Manchester school board sends $246 million budget to aldermen for approval
Feb. 23—Manchester school board members have voted to recommend the district's proposed $246 million Fiscal Year 2026 budget proposal be sent to aldermen for approval.
The vote followed a public hearing Thursday night at West High School on the budget that failed to entice a single member of the public to speak in favor or against the proposal.
Also recommended for approval was the school district's 2026 School Food and Nutrition Budget of $6.3 million and the 2025 Capital Improvements Projects (CIP) plan of $6.6 million.
According to Superintendent of Schools Jennifer Chmiel, the budget supports 11,865 Manchester School District students, as well as services at charter and parochial schools. It also supports several areas of student success, including educational programming, hiring and retention, improved measures of college and career readiness, improved graduation rates and the start of priority one facilities projects.
"On behalf of the district, I would like to thank the Board of School Committee for approving our tax-cap compliant budget proposal," Chmiel said Friday. "I have the responsibility of preparing a responsible, tax cap-compliant budget that funds our priorities and continues to meet the needs of our students. We remain one of the lowest-funded districts in the state, thousands below the average in per-pupil spending. This forces us to be diligent, thoughtful and creative in seeking efficiencies.
Parameters of tax cap
"We worked hard in developing this budget to ensure we are meeting the needs of students while working within the parameters of the tax cap."
The school budget proposal contains $112.1 million in salaries (a $10.7 million increase over last year), $11.3 million in transportation costs (a $3.7 million decrease from last year due to the transition to in-house home-to-school busing), $11.7 million in debt service and $9.7 million to cover a $320,000 increase in costs for city services, including a 3% increase in costs for the Aramark custodial services contract and 5% increase for school resource officers from Manchester Police.

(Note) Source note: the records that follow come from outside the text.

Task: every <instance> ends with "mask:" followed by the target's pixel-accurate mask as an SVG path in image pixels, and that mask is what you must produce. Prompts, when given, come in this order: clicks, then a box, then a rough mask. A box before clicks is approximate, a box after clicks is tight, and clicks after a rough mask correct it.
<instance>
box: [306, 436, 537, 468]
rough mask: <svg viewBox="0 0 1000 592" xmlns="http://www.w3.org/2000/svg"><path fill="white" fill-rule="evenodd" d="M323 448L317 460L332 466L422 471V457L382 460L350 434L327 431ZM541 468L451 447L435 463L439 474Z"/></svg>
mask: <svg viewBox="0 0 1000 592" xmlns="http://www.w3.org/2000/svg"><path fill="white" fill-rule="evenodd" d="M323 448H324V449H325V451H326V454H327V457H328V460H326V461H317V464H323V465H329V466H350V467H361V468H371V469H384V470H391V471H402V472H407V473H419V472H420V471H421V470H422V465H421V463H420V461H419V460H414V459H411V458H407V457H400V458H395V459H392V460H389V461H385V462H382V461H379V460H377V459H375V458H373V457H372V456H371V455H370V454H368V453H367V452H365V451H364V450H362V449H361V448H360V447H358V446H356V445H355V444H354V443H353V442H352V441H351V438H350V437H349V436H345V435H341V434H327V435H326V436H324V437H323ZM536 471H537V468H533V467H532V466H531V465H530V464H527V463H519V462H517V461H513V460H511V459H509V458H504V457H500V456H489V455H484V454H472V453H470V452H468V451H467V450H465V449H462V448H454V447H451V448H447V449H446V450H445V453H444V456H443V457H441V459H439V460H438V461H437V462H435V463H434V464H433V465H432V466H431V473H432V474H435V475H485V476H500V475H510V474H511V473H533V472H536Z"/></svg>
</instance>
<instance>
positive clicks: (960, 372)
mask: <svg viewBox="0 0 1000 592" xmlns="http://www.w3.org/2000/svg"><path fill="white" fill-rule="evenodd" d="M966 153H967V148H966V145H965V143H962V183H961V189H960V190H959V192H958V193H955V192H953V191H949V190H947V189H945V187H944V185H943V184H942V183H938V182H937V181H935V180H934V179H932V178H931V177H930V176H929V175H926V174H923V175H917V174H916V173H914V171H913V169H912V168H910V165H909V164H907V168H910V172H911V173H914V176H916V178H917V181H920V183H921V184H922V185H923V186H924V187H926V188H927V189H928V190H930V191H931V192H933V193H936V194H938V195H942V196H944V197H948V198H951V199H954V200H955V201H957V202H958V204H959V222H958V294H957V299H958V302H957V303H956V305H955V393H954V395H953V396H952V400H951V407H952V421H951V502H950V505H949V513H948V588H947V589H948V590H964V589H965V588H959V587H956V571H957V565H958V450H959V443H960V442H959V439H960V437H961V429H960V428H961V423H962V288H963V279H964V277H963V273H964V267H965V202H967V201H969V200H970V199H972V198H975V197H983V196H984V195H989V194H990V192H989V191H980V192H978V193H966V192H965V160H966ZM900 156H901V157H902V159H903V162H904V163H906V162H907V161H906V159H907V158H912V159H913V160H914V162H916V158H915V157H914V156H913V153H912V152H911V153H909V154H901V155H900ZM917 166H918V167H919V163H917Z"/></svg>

The $6.6 million in CIP projects includes $300,000 for playground replacement, $1.2 million for the purchase of 11 buses and $250,000 for information technology network infrastructure costs.
Manchester operates under a cap on property taxes established by a voter-approved amendment to the city charter. Generally referred to as a tax cap, the provision limits the total amount of money raised from property taxes, rather than the tax rate itself.
Before the vote
City and school budgets for the next fiscal year can increase by 4.27%.
Prior to Thursday's vote, school board member Leslie Want raised the idea of sending to aldermen both a tax-cap compliant budget and a so-called "needs" budget, listing what the district would need to adequately deliver services to students, something administrators did in prior years.
"In the past, we've always presented a needs budget," Want said. "We didn't do that last year, and we're not doing that again this year. I'm only asking because, last night, in a committee meeting, it was brought to the Student Conduct Committee's attention that we have a school that's unable to provide all the needs for all the students because they don't have full-time personnel to deal with those needs.
"I mean, I know that the district's doing its best, but I just want to say that I'm disappointed that we don't have more to offer our kids, because I do believe that Manchester has some of the highest needs in the state."
"Highest diversity, highest level of need," confirmed Chmiel.
Mayor's comments
Manchester Mayor Jay Ruais reminded board members of the compensation study done on salaries of employees on the city side — which concluded raises are due for Manchester to retain and recruit employees — and the importance of staying within the tax cap.
"I'd be very careful characterizing this as a political will conversation — there are very real fiscal realities that we face," Ruais said. "I wouldn't characterize it in a political sense, more just the reality of budgeting and the global view that we all have to have when we're putting forward budgets."